Best way to check that you are at the beginning (the end) of an iterable?

L

Laurent

Hi there,

What is the simplest way to check that you are at the beginning or at the end of an iterable? I'm using enumerate with Python 3.2 (see below) but I'm wondering if there would be a better way.


l = ['a', 'b', 'a', 'c']

for pos, i in enumerate(l):
if pos == 0:
print("head =", i)
else:
print(i)


I know that Python is not exactly a functional language but wouldn't something like "ishead()" or "istail()" be useful?
 
C

Cameron Simpson

| What is the simplest way to check that you are at the beginning or at
| the end of an iterable? I'm using enumerate with Python 3.2 (see below)
| but I'm wondering if there would be a better way.
|
| l = ['a', 'b', 'a', 'c']
|
| for pos, i in enumerate(l):
| if pos == 0:
| print("head =", i)
| else:
| print(i)
|
| I know that Python is not exactly a functional language but wouldn't
| something like "ishead()" or "istail()" be useful?

There are a few reasons these do not exist out of the box (quite aside
from how easy it is to do on the occasions you actually want it).
Tackling ishead and istail in turn...

The "ishead()" would need to be a top level function (like "len()")
because if it were an iterator method, every iterator would need to have
it implemented; currently the number of methods needed to roll your own
iterator is just two (iter and next). ishead() could be done as a top
level function, though it would need the storage cost of an additional
state value to every iterator (i.e. a "first" boolean or equivalent). So
you'd be proposing more memory cost and possibly a retrospective code
change for all the existing planetwide code, for a minor convenient. As
you note, enumerate gets you a pos value, and it is easy enough to write
a for loop like this:

first = True
for i in iterable_thing:
if first:
print "head =", i
else:
print i
first = False

Your istail() is much worse.

A generator would need to do lookahead to answer istail() in the general
case. Consider iterating over the lines in a file, or better still the
lines coming from a pipeline. Or iteraing over packets received on a
network connection. You can't answer "istail()" there until you have
seen the next line/packet (or EOF/connection close). And that may be an
arbitrary amount of time in the future. You're going to stall your whole
program for such a question?

You can do this easily enough for yourself as an itertools-like thing:
write a wrapper generator that answers ishead() and istail() for
arbitrary iterators. Completely untested example code:

class BoundSensitiveIterator(object):
def __init__(self, subiter):
self.sofar = 0
self.subiter = subiter
self.pending = ()
def iter(self):
return self
def next(self):
self.sofar += 1
if self.pending is None:
raise StopIteration
if self.pending:
nxt = self.pending[0]
self.pending = ()
return nxt
return self.subiter.next()
def ishead(self):
# maybe <= 1, depending on what you want it to mean
return self.sofar == 1
def istail(self):
if self.pending is None:
return True
if self.pending:
return False
try:
nxt = self.subiter.next()
except StopIteration:
self.pending = None
return True
else:
self.pending = (nxt,)
return False

I = BoundSensitiveIterator(other_iterable)
for n in I:
print n, "ishead =", I.ishead(), "istail =", I.istail()

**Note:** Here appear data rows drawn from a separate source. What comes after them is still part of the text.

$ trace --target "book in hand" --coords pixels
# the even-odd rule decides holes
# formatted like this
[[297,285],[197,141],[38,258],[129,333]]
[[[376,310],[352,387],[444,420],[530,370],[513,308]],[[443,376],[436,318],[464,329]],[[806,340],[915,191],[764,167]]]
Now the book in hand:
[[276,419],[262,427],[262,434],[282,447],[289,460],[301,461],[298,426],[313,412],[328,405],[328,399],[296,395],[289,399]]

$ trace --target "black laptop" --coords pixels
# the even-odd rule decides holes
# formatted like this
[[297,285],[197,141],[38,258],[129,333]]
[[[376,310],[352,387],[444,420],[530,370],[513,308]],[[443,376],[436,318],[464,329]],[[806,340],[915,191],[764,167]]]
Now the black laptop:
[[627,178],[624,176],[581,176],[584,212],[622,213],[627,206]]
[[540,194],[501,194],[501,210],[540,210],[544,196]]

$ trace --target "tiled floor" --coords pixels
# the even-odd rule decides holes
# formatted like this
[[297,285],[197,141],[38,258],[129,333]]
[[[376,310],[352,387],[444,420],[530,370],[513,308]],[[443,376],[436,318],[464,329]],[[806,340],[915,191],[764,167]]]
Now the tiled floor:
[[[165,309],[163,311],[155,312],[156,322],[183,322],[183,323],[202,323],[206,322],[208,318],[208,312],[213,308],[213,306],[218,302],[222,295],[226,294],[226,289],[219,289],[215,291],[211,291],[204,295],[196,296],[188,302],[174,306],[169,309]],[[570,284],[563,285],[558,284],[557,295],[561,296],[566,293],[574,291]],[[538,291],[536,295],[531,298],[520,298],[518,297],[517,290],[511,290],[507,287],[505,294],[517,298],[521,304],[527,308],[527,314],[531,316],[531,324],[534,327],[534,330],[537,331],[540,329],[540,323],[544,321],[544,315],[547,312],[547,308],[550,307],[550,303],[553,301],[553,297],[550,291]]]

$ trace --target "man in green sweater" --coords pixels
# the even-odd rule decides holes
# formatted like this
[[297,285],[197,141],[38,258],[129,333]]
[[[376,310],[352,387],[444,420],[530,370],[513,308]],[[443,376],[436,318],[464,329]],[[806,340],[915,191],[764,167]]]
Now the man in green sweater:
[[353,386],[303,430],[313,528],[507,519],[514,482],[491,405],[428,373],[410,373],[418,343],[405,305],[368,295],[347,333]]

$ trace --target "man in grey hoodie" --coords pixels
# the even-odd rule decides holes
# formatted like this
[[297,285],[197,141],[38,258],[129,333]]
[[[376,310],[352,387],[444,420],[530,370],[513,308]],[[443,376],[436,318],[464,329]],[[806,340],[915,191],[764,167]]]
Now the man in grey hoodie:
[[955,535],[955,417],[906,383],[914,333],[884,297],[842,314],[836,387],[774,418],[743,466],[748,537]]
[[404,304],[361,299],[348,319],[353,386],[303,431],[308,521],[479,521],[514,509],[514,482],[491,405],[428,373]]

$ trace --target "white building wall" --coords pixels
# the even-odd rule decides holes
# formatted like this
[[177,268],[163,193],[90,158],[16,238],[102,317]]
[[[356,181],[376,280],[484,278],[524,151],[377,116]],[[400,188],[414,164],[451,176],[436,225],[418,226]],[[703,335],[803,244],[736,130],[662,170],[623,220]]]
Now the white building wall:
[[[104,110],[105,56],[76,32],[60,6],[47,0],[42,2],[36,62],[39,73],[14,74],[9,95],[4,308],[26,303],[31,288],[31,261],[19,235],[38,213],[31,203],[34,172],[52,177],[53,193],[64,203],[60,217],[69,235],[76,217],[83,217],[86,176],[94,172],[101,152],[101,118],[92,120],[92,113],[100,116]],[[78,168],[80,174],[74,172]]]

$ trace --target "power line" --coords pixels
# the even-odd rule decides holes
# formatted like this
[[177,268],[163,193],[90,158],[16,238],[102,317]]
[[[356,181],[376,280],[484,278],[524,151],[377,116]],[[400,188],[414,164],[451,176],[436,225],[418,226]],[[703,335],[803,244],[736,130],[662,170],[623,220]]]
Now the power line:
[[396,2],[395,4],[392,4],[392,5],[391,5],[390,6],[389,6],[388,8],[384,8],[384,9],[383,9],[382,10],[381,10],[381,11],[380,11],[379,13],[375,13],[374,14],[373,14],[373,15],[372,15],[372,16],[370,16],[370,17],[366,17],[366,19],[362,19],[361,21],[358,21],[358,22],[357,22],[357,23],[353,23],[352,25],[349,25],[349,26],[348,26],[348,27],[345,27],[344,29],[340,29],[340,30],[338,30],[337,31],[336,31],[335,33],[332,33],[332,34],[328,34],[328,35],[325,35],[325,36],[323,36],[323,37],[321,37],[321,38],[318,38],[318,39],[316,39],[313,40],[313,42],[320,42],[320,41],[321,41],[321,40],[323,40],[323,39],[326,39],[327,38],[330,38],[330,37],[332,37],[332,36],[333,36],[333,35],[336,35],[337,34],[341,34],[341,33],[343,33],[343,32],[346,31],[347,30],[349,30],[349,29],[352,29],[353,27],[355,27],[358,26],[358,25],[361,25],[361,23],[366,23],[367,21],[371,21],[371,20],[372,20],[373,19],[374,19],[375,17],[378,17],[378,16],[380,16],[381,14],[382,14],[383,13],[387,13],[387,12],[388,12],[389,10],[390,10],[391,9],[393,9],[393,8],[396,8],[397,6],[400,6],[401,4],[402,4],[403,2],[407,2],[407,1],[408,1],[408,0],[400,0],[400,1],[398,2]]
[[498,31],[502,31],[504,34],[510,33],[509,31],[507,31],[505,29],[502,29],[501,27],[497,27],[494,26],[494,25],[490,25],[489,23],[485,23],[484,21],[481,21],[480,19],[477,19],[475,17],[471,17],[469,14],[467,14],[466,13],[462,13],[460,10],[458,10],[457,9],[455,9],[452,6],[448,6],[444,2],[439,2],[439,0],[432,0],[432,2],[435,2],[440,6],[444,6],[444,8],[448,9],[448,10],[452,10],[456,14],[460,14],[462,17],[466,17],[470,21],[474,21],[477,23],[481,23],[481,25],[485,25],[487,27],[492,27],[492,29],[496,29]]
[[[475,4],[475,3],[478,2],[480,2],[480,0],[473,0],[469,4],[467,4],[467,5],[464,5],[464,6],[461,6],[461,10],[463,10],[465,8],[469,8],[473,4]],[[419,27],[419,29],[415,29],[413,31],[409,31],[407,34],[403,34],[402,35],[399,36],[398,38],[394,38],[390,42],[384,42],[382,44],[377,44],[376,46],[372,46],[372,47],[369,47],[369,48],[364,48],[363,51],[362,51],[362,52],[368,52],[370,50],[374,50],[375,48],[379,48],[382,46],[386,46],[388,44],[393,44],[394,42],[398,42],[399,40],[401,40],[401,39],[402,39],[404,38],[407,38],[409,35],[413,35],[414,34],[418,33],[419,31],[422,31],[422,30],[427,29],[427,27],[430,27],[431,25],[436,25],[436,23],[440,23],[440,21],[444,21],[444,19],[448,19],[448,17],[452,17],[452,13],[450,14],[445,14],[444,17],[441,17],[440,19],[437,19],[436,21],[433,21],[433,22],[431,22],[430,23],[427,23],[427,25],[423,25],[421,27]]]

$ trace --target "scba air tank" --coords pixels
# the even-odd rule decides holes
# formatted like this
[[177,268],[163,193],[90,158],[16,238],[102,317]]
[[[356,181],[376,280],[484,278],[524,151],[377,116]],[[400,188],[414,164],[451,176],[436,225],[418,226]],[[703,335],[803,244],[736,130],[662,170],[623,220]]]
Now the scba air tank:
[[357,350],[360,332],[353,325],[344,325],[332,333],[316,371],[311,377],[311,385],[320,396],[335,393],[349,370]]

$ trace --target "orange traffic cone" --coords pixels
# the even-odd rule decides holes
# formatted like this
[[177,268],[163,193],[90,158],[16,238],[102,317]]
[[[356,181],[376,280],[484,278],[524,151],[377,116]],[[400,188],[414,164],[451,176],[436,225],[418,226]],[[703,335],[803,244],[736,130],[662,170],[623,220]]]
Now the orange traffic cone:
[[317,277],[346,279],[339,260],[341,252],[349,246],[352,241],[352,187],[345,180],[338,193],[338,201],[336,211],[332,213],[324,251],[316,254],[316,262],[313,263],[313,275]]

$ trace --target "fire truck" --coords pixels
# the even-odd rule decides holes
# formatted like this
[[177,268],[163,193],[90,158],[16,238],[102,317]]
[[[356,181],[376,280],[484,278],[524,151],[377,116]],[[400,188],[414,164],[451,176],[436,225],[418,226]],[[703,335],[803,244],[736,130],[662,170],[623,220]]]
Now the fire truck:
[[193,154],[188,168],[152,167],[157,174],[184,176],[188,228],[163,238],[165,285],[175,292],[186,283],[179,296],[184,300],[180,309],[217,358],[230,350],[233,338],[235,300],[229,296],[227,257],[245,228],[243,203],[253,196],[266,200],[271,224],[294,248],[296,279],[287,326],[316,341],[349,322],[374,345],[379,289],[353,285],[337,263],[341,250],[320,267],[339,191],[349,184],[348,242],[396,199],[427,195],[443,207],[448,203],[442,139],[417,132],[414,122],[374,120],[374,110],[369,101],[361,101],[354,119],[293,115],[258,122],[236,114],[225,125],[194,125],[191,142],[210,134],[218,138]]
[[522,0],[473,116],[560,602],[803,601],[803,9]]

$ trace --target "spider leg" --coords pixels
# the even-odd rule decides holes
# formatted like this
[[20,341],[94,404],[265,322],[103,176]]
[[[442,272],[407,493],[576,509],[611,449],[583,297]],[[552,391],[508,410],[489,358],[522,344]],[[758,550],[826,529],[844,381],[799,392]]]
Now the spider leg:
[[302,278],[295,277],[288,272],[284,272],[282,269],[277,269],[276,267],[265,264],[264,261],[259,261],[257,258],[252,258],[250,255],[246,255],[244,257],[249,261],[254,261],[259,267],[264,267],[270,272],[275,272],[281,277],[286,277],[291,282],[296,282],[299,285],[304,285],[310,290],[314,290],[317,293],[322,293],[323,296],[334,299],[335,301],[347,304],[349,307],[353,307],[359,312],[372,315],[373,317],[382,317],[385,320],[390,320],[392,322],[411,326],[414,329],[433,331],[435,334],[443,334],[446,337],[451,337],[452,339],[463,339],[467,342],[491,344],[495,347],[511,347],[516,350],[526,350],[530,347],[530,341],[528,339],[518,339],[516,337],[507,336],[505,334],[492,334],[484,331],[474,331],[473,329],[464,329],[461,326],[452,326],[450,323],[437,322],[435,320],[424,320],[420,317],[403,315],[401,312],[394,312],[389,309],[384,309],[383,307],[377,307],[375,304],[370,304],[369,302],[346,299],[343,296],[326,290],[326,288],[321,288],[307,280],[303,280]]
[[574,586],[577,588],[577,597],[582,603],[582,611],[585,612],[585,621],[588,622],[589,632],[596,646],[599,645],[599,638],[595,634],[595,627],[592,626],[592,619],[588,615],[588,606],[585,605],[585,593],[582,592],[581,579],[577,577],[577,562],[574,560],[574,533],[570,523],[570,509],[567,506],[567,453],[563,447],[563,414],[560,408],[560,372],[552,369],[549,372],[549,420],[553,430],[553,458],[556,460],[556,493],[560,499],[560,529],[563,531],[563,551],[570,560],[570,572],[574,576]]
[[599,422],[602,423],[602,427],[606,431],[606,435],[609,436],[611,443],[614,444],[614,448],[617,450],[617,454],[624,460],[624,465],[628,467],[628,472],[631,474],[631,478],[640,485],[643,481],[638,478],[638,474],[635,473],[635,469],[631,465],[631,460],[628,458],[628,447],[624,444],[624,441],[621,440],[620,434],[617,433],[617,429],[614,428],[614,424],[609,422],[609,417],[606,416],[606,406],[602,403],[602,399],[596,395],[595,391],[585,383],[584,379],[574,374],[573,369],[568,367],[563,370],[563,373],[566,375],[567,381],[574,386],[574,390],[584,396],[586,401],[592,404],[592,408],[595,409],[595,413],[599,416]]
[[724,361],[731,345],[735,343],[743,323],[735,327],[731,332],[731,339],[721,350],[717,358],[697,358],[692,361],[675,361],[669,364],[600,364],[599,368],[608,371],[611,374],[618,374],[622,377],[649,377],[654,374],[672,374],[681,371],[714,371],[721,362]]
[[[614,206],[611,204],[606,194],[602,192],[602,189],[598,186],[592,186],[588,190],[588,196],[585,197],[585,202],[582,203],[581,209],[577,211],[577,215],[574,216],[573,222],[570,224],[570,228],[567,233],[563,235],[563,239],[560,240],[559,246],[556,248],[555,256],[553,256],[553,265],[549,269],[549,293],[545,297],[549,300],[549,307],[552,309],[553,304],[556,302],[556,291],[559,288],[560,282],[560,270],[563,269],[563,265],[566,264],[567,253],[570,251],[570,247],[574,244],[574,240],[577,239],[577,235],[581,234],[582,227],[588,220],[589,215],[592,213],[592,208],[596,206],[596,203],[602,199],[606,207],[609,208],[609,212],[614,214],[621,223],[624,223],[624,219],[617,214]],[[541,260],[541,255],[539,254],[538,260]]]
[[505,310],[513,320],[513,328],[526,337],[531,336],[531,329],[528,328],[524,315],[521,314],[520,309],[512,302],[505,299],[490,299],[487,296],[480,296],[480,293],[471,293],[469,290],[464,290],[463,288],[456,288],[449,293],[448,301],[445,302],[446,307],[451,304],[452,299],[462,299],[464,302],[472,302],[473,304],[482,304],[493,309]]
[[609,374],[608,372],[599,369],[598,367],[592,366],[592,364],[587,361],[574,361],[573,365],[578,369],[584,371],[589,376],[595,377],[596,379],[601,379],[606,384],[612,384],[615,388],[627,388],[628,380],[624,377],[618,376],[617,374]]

You can see it adds some performance and storage overhead, and of course
may stall if you every ask istail() of an "on demand" iterable.

About the only time I do this is my personal "the()" convenience
function:

def the(list, context=None):
''' Returns the first element of an iterable, but requires there to be
exactly one.
'''
icontext="expected exactly one value"
if context is not None:
icontext=icontext+" for "+context

first=True
for elem in list:
if first:
it=elem
first=False
else:
raise IndexError, "%s: got more than one element (%s, %s, ...)" \
% (icontext, it, elem)

if first:
raise IndexError, "%s: got no elements" % icontext

return it

Which I use as a definite article in places where an iterable _should_
yield exactly one result (eg SQL SELECTs that _ought_ to get exactly
one hit). I can see I wrote that a long time ago - it could do with some
style fixes. And a code scan shows it sees little use:)

Cheers,
--
Cameron Simpson <[email protected]> DoD#743
http://www.cskk.ezoshosting.com/cs/

Electronic cardboard blurs the line between printed objects and the virtual
world. - overhead by WIRED at the Intelligent Printing conference Oct2006
 
L

Laurent

I totally understand the performance issue that an hypothetical "istail" would bring, even if I think it would just be the programmer's responsibility not to use it when it's not certain that an end can be detected.
But I don't see why *adding* something like "ishead" would be so bad (at worse by using a boolean somewhere as you mentioned).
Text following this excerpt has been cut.